Even less disappointing was the moment last week when I finally discovered what “quadrivium” properly meant – it seems so obvious in retrospect. I wasn’t at all unhappy with the dictionary definition, to be fair to quadrivium, I’d just expected a little bit more, I suppose, and felt invisibly niggled for five or twenty minutes. Sigh. Gallingly, that’s all there is to say about these interest-averse disappointments. These things are, by their very nature, incredibly boring and meaningless. To cite further examples would kill me.

At least with your run of the mill feelings of disappointment there is an observable logic - a justification, even – behind them. You narrowly miss the bus (ach). You lose your wallet or job (ach). You read in the papers that the top scorer at your favourite football team – an absolutely terrific player – is a monstrous paedophile and must go to jail immediately, thus ruling him out for the rest of the season (damn).

These disappointments make sense. You can hold your head down low, safe in the knowledge that your feelings are entirely explicable.

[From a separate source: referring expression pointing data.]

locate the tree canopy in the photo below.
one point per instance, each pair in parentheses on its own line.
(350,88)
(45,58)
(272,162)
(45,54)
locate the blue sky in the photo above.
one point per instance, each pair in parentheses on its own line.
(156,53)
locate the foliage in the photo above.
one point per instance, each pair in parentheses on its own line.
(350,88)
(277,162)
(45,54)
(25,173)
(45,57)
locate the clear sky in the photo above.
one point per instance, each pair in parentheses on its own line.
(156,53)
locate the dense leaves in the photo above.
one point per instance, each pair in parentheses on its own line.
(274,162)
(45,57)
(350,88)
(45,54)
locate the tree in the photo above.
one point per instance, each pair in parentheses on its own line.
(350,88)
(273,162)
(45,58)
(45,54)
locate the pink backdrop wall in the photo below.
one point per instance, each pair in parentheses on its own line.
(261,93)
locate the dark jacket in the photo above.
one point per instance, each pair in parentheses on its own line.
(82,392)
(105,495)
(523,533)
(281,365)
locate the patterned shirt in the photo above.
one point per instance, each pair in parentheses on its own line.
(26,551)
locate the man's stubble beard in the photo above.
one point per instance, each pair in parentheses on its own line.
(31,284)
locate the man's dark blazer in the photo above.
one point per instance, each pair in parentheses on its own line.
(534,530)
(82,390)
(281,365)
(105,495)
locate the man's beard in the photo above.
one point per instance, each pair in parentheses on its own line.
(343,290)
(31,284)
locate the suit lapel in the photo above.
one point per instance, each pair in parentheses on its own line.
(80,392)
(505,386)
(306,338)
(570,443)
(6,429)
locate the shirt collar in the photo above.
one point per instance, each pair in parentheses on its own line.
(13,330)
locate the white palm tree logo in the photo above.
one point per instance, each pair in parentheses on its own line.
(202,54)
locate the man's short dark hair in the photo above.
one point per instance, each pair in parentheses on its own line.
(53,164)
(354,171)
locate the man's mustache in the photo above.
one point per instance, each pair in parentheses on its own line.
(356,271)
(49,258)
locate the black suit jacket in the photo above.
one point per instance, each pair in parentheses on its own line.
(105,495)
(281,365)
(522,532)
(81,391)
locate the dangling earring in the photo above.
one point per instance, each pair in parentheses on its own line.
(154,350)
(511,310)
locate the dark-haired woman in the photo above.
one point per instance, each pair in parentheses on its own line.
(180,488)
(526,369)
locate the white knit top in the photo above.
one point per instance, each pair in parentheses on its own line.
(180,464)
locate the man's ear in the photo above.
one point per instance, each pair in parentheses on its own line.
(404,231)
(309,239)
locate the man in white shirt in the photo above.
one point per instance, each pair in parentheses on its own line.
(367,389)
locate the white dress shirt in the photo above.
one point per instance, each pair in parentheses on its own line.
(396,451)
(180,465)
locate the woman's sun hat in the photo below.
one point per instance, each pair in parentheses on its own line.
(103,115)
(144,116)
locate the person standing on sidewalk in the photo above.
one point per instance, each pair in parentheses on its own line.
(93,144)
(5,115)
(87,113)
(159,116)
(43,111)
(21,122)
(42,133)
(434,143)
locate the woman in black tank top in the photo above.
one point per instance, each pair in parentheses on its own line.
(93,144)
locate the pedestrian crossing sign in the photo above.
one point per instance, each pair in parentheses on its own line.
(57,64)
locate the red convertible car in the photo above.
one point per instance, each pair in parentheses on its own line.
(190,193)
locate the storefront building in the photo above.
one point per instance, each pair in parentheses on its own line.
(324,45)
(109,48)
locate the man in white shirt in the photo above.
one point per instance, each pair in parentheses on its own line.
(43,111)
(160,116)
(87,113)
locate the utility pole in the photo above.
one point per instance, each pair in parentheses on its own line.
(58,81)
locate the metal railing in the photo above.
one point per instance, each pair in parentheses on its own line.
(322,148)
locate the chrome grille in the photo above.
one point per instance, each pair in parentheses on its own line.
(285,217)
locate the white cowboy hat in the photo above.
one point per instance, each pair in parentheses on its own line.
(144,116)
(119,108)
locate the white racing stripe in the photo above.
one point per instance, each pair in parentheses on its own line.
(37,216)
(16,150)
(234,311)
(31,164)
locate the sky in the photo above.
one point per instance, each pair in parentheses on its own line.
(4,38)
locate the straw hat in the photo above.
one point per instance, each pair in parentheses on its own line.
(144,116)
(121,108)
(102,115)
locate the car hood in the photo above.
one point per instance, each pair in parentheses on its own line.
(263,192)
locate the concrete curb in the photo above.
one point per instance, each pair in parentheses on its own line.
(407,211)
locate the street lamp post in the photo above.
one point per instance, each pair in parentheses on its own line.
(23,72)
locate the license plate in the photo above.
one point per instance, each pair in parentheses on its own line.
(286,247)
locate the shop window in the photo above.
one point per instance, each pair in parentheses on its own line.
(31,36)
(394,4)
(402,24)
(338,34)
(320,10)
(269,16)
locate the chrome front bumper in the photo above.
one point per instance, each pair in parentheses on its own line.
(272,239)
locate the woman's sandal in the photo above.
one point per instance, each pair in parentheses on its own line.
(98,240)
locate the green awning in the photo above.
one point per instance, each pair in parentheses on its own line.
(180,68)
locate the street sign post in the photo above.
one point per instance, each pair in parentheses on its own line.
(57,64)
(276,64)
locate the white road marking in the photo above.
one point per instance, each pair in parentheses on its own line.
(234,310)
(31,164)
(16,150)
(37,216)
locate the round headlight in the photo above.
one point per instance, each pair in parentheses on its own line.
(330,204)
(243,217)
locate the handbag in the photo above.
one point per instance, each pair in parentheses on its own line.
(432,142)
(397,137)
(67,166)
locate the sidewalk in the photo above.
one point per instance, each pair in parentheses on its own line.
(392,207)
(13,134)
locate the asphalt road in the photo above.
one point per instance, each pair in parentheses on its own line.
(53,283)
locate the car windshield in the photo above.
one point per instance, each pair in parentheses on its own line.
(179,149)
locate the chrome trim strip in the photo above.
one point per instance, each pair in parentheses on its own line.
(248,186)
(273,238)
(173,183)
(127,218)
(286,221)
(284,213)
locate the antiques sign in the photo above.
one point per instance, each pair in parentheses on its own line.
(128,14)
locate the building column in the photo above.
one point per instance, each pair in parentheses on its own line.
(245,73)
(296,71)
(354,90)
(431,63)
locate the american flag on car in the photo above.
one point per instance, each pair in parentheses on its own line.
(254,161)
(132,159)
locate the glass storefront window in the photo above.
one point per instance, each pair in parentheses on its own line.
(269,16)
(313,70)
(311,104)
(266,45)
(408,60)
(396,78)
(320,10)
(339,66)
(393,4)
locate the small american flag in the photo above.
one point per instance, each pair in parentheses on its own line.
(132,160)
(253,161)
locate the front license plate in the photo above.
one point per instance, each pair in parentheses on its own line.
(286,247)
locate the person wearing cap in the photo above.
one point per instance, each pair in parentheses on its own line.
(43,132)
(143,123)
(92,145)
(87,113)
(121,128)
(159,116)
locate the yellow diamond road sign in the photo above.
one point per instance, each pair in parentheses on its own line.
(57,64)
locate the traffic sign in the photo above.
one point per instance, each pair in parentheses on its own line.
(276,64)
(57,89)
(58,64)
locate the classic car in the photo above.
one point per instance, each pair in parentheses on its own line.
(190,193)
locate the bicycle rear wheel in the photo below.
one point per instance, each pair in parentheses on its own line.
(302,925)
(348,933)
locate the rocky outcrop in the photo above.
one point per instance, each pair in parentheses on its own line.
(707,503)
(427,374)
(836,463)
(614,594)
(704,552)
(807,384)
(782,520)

This mosaic of minor indignities, fixing on our skins like so many shards of a jabbing disgruntlement, is grouted with temporal shame. But that’s fine. It’s only when you allow these atomised setbacks to feel larger than hope itself that the trouble may really begin. So, you know, be careful my gentle souls.

Ach. I wanted to talk about massive disappointments, as well, the kind that everyone will recognise – you may even be one of them yourself – but I’m clean out of a quite shocking brilliance.

Look, I know you won’t believe it, but you’re going to miss the hell out of me when I leave this place for good – no, I insist. So smarten up and pay attention while it lasts. This is your last warning.